The Trace Mineral Every Active Woman Needs
Let's be honest, copper is not exactly the mineral everyone is talking about. But maybe it should be. While iron, magnesium and zinc tend to hog the spotlight, copper is quietly doing some seriously important work in the background. For active women especially, getting enough of this trace mineral can make a real difference to how you feel, move and recover. Here are the five benefits worth knowing about.
1. It Helps Your Body Actually Use Iron
This one is a game-changer. Copper produces an enzyme called ceruloplasmin, which converts iron into the form your body can transport through the bloodstream and use to make red blood cells.1 No copper, no iron transport, it really is that simple.
So if you have been diligently supplementing iron but your ferritin is still stubbornly low, copper could be the missing piece. Up to 35% of active women experience some form of iron deficiency,2 and copper-iron dysregulation may be quietly contributing to many of those cases. Worth checking!
2. It Powers Your Energy From the Inside Out
Feeling flat even when you are sleeping well and eating right? Copper plays a direct role in ATP production, the energy your mitochondria generate to fuel every workout and every busy day.3 Without enough copper, your cellular energy engine simply does not run as efficiently as it should.
Consider it like a mechanic keeping your engine tuned. You will not necessarily feel copper working, but you will notice when it is missing.

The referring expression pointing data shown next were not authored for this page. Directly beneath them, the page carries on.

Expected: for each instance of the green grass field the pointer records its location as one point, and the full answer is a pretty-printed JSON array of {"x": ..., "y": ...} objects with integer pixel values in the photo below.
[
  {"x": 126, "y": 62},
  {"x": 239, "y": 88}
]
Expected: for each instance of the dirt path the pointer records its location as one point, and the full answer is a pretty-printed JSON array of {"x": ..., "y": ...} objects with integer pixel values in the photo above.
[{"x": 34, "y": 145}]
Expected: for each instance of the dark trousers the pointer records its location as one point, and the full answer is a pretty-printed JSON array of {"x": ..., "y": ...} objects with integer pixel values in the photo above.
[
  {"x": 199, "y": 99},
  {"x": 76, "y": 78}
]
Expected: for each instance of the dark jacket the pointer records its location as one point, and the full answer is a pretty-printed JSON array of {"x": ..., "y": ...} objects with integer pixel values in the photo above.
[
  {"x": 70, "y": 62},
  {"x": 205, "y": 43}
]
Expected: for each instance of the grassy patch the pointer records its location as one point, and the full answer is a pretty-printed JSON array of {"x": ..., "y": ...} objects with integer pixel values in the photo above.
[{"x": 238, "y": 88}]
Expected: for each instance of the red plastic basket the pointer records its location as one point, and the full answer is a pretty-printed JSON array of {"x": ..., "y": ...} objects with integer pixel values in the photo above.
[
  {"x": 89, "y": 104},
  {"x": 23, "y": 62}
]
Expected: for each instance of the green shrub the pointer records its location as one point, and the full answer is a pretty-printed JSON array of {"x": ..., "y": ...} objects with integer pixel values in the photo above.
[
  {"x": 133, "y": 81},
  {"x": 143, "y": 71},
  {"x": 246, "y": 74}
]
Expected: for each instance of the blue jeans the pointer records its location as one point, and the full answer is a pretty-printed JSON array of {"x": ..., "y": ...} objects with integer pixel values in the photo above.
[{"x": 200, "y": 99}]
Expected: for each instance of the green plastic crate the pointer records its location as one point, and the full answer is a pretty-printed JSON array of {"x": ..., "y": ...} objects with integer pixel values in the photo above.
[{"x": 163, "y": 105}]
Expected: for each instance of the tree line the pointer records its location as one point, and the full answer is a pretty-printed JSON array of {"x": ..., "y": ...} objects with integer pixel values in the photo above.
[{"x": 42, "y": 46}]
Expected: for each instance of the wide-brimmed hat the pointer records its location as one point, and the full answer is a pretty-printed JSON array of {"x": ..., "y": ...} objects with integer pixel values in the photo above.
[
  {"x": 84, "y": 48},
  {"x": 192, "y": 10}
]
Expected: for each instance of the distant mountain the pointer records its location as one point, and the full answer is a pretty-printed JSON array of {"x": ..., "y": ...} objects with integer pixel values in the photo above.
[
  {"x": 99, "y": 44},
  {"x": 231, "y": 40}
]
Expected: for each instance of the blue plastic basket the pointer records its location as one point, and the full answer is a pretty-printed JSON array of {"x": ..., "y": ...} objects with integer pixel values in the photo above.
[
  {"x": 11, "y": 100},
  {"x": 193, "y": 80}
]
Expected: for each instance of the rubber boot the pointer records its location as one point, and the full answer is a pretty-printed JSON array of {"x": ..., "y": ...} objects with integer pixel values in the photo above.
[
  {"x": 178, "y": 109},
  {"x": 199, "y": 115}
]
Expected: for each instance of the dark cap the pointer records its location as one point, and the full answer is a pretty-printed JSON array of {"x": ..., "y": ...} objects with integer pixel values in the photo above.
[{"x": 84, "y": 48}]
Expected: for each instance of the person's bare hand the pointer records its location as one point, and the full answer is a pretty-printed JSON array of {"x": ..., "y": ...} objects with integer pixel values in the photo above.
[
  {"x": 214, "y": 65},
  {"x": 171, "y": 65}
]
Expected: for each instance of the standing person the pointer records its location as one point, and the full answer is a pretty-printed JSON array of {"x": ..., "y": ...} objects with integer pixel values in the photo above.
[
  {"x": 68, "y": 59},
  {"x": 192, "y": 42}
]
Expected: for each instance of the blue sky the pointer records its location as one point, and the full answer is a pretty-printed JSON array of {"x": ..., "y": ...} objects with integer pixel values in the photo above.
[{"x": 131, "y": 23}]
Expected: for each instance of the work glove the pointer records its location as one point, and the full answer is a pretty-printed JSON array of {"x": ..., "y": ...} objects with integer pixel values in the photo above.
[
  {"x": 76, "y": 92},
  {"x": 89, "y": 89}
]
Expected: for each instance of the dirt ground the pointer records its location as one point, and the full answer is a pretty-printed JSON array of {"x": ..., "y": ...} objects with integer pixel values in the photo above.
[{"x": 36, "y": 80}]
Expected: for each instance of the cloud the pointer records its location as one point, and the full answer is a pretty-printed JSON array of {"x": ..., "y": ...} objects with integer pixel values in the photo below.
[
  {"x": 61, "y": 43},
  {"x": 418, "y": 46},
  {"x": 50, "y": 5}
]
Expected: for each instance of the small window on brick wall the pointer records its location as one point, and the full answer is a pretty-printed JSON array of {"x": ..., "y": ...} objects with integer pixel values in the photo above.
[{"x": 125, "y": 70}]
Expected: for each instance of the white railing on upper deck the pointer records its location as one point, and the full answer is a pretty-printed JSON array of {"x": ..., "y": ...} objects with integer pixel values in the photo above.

3. It Supports Hormonal Health
Here is the link that often gets overlooked. Copper influences the balance between oestrogen and progesterone, and high oestrogen levels. Elevated copper in the body can occur from the oral contraceptive pill, perimenopause fluctuations or oestrogen dominance.4 Conversely, low copper has been associated with thyroid disruption and poor adrenal resilience.
For active women navigating hormonal shifts or managing symptoms like mood changes, irregular cycles or low libido, getting copper tested alongside a full hormone panel is a smart move.
4. It Keeps Your Joints and Connective Tissue Strong
If you run, lift or train regularly, your tendons, ligaments and joints take a beating. Copper activates an enzyme called lysyl oxidase, which supports the structural proteins responsible for building and maintaining strong collagen, elastin and wound healing.3
Low copper means weaker connective tissue, which can show up as niggling injuries, poor joint stability or slower recovery from training loads. Think of copper as your body's internal scaffolding crew.
5. It Speeds Up Recovery and Fights Inflammation
Hard training creates oxidative stress — essentially, free radicals that damage cells and slow recovery. Copper activates superoxide dismutase (SOD), one of the body's most powerful antioxidant enzymes, which neutralises these free radicals before they cause lasting damage.5
Research in athletes has shown that trace element status, including copper, is directly associated with oxidative stress markers and recovery capacity.5 Less oxidative damage means less soreness, faster repair and better adaptation to training over time.
So How Much Do You Need?
The Australian RDI for copper in adult women is 1.2 mg/day,6 which most women can meet through a varied whole-food diet. Top sources include oysters, beef liver, cashews, sunflower seeds, dark chocolate and lentils. Our apricot bliss balls are a great copper rich snack!
If you are taking high-dose zinc (which competes with copper for absorption), supplementing iron without improvement, or on the pill, it is worth asking your practitioner to check your serum copper and ceruloplasmin levels alongside your next blood test.1,4
Small mineral, big impact. Do not overlook it.